Synopsis: In 1492, when “Columbus sailed the ocean blue” in search of Asian ports, he ran into a big problem: North and South America were in the way. Countless treacherous voyages searched for the fabled Northwest Passage around the Americas starting in the 1500s. As the Arctic region warms, the passage is finally revealing itself seasonally, raising questions about who owns the Arctic seafloor and its riches, as well as luring tourists on cruise ships with icebreaker escorts.
- Attracted by the lure of a maritime route to Asia, seafarers have searched for the Northwest Passage for the past 500 years.
- As early as the second-century AD, the Greek scholar Ptolemy imagined a frigid ocean, Mare Glaciale, toward Earth’s North Pole.
- After the voyages of Columbus, the Spanish and Portuguese gained control of the trade routes along the South American and African coasts.
- Dutch, English and French explorers believed a Northwest Passage around North America would enable them to access Asian ports, so set out to find one.
- Maps of the treacherous region became important, and some maps were deliberately deceptive to lead competitors into danger.
- The most infamous expedition was the doomed 1845 voyage of British Naval Captain Sir John Franklin.
- Franklin set out in 1845 with 129 crew on two ships, the H.M.S. Erebus and the H.M.S. Terror, but, unfortunately, their voyage coincided with one of the last cold snaps of the Little Ice Age.
- The ships were trapped in the ice in September 1846 and abandoned in 1848.
- Gradually, all 129 crew members perished, although rescuers searched the area for 11 years after their disappearance.
- The ships were recently discovered in Queen Maud Bay about 60 mi (96 km) south of the search area, possibly moved by the crew during a summer.
- Finally, Norwegian polar explorer Roald Amundsen navigated the Northwest Passage from 1903–1906 on the shallow-draft fishing vessel Gjøa with a crew of six, but it took three years and two winters frozen into the ice.
- This decade, the extent of sea ice in the Arctic expanse has been the lowest since imagery has been available over the past 40 years.
- Some researchers believe the Arctic will be ice free sometime between 2040–2050.

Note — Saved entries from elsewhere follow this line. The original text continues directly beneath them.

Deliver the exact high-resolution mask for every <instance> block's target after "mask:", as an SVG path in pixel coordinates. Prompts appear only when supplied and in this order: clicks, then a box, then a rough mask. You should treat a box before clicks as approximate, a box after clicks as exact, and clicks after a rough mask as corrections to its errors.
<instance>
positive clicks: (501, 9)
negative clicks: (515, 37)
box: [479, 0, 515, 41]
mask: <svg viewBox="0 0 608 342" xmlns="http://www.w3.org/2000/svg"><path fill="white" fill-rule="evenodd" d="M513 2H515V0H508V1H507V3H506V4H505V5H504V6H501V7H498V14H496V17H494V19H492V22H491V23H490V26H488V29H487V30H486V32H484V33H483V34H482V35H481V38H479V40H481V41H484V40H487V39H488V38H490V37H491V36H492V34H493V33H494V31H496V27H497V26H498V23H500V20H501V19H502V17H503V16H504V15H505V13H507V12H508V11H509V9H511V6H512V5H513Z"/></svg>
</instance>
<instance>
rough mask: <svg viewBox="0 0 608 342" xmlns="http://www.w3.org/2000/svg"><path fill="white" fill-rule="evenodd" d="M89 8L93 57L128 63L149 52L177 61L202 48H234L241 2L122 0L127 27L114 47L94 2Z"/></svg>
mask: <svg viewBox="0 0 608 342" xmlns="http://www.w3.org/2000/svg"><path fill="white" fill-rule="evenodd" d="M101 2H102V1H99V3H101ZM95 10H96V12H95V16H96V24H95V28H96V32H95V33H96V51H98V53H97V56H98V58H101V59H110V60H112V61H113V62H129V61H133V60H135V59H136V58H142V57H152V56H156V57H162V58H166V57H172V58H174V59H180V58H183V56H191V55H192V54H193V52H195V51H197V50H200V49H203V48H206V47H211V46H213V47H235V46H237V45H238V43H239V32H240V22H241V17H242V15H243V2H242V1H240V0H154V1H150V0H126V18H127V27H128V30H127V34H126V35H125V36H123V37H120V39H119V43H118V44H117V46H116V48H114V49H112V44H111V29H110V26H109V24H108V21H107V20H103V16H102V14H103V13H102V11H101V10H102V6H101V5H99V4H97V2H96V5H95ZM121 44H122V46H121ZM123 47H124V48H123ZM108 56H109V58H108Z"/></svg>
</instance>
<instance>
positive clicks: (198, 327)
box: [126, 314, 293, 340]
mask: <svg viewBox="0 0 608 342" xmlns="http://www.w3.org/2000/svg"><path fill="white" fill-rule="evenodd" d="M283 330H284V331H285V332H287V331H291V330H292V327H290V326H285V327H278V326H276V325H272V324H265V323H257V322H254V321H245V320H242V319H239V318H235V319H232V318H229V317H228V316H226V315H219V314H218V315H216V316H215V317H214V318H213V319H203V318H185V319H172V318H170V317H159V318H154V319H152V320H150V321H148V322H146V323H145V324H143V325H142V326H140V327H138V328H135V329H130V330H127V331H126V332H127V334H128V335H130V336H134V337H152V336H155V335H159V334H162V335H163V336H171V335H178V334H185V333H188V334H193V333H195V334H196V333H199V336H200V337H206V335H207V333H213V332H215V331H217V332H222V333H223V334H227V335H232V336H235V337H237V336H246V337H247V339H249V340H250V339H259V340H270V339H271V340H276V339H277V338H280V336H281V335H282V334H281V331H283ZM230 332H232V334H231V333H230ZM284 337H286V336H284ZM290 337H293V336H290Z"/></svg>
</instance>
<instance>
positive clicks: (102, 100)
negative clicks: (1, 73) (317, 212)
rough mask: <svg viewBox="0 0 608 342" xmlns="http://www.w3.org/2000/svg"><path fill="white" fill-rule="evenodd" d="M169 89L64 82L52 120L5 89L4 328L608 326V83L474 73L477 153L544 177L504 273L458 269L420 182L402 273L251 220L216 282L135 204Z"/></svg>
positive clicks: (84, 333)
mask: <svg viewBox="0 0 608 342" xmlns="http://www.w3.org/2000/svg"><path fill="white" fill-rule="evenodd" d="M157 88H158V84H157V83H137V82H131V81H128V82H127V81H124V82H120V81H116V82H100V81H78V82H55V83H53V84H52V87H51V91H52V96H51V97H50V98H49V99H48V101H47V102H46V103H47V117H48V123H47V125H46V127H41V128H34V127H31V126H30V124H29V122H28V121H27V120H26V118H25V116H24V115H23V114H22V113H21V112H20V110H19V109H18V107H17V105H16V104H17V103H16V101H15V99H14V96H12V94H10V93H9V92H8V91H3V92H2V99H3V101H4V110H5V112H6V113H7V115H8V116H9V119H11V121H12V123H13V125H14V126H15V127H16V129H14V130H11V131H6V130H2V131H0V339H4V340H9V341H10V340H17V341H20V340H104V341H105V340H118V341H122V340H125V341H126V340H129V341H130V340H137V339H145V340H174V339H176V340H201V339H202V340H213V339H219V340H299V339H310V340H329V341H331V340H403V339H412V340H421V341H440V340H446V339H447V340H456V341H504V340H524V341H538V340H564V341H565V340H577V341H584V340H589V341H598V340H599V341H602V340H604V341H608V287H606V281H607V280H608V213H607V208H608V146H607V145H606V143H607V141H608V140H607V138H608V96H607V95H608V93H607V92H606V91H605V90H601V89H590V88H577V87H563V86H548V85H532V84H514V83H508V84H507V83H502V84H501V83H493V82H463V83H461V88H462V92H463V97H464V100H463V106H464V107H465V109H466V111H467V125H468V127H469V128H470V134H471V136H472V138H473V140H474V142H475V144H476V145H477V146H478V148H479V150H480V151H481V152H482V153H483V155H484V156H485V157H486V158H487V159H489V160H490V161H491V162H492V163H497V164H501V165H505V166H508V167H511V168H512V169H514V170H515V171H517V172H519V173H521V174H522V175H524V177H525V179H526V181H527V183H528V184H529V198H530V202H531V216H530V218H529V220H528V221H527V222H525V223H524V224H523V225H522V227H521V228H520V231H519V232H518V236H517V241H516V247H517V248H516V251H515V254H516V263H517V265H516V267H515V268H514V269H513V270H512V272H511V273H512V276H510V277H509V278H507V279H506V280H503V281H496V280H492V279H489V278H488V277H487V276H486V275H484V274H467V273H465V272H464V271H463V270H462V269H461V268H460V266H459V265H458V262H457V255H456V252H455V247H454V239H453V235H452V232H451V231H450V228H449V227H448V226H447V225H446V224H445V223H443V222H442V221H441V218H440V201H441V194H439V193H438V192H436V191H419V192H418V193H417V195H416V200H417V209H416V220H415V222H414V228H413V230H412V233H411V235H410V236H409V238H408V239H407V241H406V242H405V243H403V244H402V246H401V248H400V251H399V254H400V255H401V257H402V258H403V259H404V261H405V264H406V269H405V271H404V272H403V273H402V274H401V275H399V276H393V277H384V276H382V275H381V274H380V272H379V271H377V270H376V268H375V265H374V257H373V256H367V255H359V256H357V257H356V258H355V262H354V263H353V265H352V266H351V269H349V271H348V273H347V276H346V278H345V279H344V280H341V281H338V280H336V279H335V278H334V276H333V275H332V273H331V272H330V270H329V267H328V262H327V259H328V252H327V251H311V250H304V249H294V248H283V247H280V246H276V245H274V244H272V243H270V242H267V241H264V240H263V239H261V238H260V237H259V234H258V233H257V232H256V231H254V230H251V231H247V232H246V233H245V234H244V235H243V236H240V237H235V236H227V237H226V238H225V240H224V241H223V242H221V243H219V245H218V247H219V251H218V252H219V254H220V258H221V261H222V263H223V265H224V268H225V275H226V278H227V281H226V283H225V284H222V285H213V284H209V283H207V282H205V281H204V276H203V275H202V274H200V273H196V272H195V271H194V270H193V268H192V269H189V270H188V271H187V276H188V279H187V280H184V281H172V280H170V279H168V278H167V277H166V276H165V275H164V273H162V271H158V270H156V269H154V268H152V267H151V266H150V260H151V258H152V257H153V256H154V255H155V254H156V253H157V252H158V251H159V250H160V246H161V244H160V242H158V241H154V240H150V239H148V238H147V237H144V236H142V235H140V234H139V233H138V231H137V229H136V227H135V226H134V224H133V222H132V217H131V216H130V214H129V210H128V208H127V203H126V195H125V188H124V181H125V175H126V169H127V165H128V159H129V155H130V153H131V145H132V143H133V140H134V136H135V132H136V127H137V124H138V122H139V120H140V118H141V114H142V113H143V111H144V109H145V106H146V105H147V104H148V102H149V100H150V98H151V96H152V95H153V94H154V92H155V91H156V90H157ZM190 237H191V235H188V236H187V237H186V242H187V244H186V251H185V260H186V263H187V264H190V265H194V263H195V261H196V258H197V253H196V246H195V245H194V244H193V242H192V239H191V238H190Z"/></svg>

- Shipping traffic has increased dramatically, with the center of activity moving north and east, toward the North Pole.
- In 2013, the Nordic Orion, carrying a load of coal, was the first bulk cargo carrier to cross the passage.

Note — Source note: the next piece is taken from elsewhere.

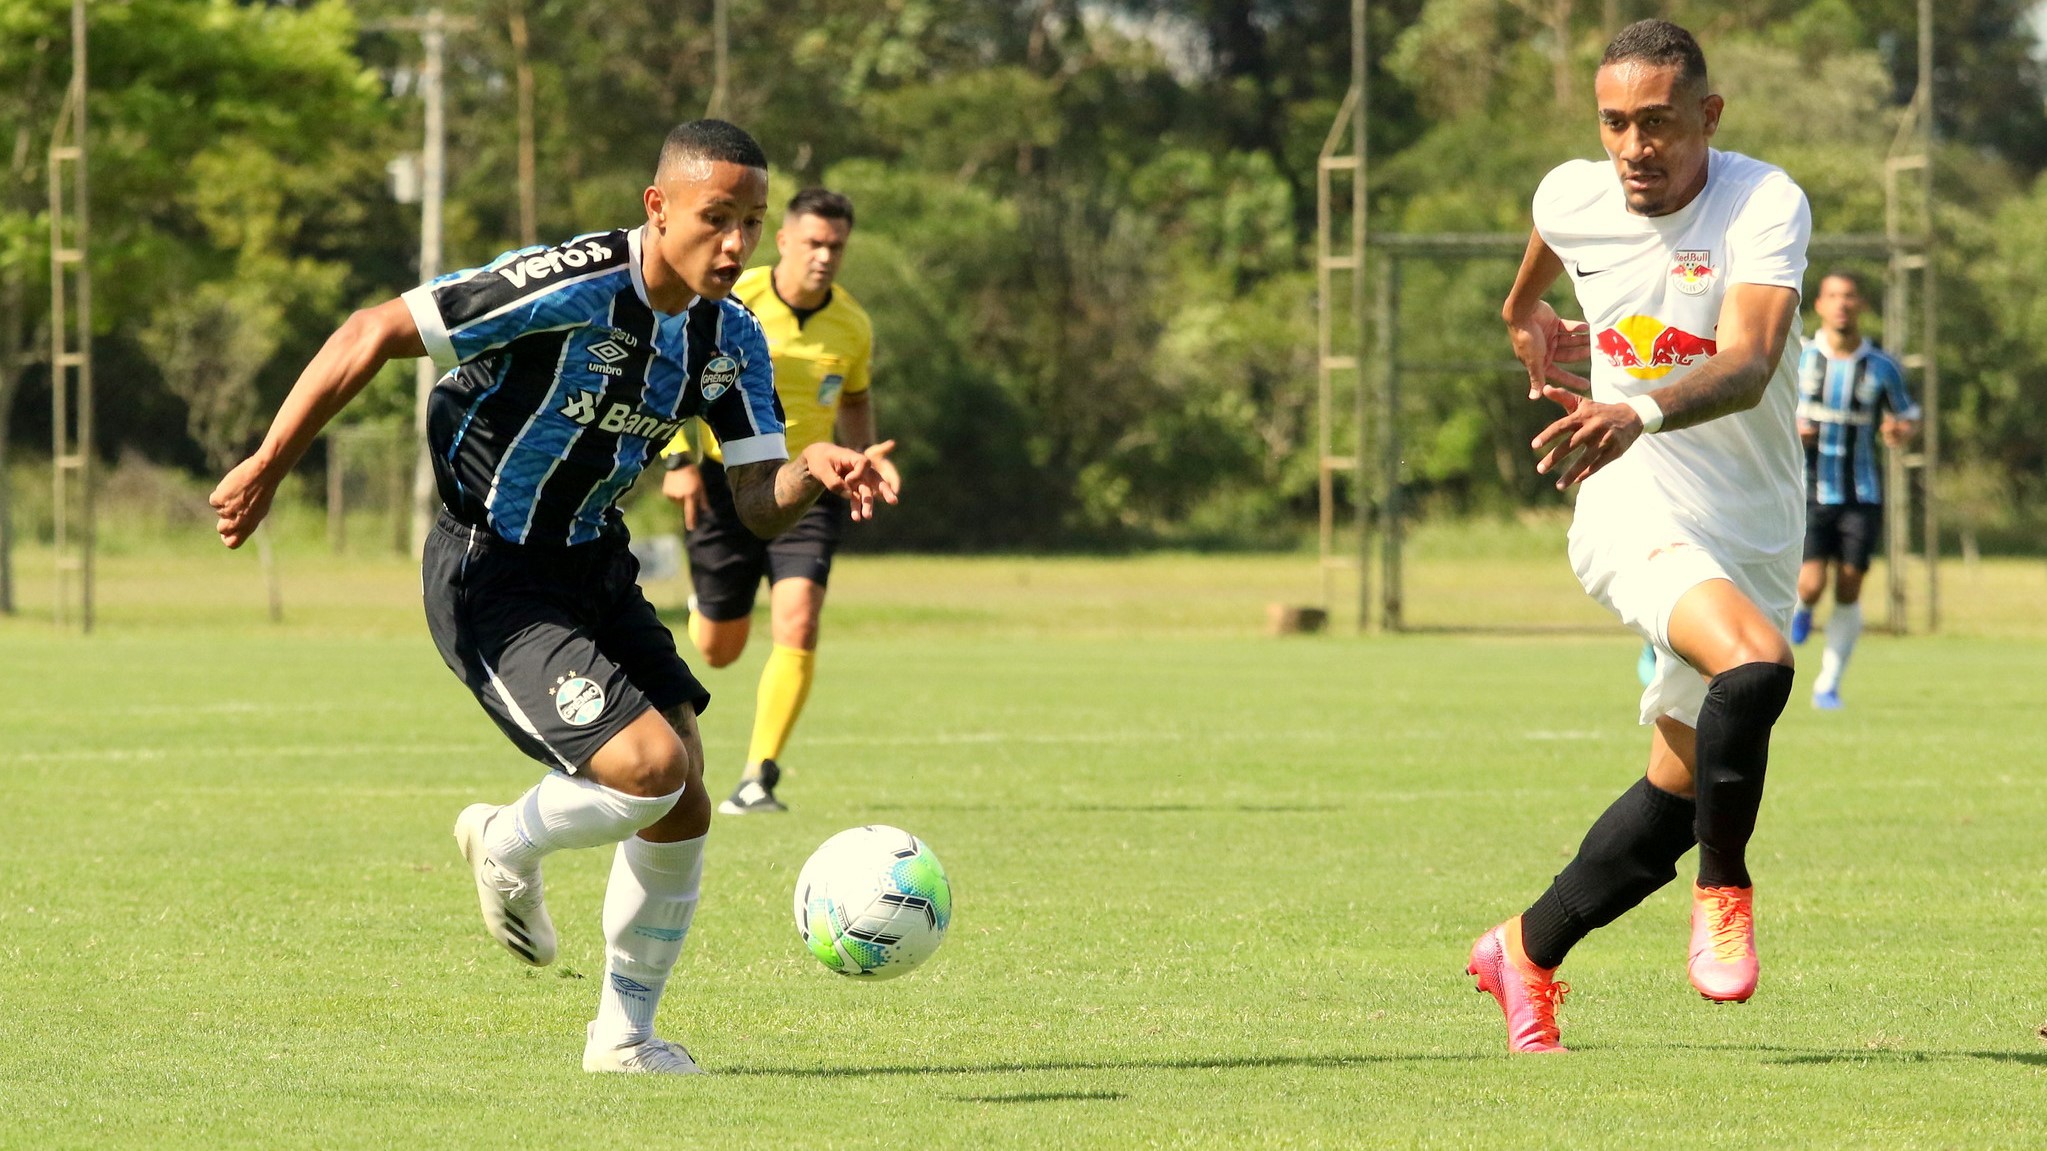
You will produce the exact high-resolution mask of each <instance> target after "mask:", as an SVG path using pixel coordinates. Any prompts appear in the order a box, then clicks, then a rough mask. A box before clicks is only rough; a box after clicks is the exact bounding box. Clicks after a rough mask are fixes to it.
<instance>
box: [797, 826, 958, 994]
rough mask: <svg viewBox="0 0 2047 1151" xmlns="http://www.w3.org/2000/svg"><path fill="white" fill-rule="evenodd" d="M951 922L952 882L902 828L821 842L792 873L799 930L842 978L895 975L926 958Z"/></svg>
mask: <svg viewBox="0 0 2047 1151" xmlns="http://www.w3.org/2000/svg"><path fill="white" fill-rule="evenodd" d="M950 924H952V883H948V881H946V868H944V866H940V862H938V856H933V854H931V848H927V846H925V844H923V840H919V838H917V836H911V834H909V832H903V829H901V827H884V825H878V823H876V825H870V827H852V829H847V832H839V834H837V836H833V838H829V840H825V846H821V848H817V852H815V854H813V856H811V860H809V862H804V864H802V872H800V875H798V877H796V932H798V934H802V944H804V946H807V948H811V954H815V956H817V961H819V963H823V965H825V967H829V969H833V971H837V973H839V975H856V977H862V979H895V977H897V975H903V973H905V971H911V969H913V967H917V965H919V963H923V961H927V958H931V952H933V950H938V944H942V942H946V926H950Z"/></svg>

- In August 2016, at $22,000 to $120,000 per person, plus $50,000 emergency insurance coverage, the Crystal Serenity luxury cruise liner left Seward, Alaska, arriving in New York a month later.
- Now, tankers with hardened hulls are travelling through the Arctic without accompanying icebreakers.
- It took just 19 days for an August 2017 tanker trip from Norway to South Korea, about a week faster than a trip through the Suez Canal.
- An LNG tanker travelled from South Korea to northern Russia to France in February 2018.
- Accessibiity has once again raised the question: who owns the Arctic?
- Commercial trade routes that save transit time continue to increase in value.
- The USGS estimates that 25% of the world’s remaining oil and gas resources might occur below the Arctic seafloor.
- In 1945, the United States claimed jurisdiction to the edge of its continental shelf, and other nations reacted by claiming resources and fishing grounds based on a variety of definitions, creating a tangled mess of jurisdictional boundaries.
- In 1982, the UN stepped in to normalize the claims to maritime activities. The Law of the Sea Treaty was signed by more than 150 nations.
- Each country has exclusive rights to resources within 230 mi (200 nautical mi or 371 km) of its natural shoreline.
- Additionally, countries can extend their claim to 402 mi (350 nautical mi or 648 km) from their shoreline if they can prove these areas are extensions of their continental shelf, bringing geology into the equation.
- Arctic contender countries are actively remapping the seafloor to document claims, especially along the Lomonosov Ridge that runs from Russia’s New Siberian Islands to Canada’s Ellesmere Island, adjacent to Denmark’s territory of Greenland.
- The country that can demonstrate that the Lomonosov Ridge is an extension of their continental shelf can claim the central part of the Arctic Ocean and all its resources, and that is a really big deal! Will it precipitate a really cold war?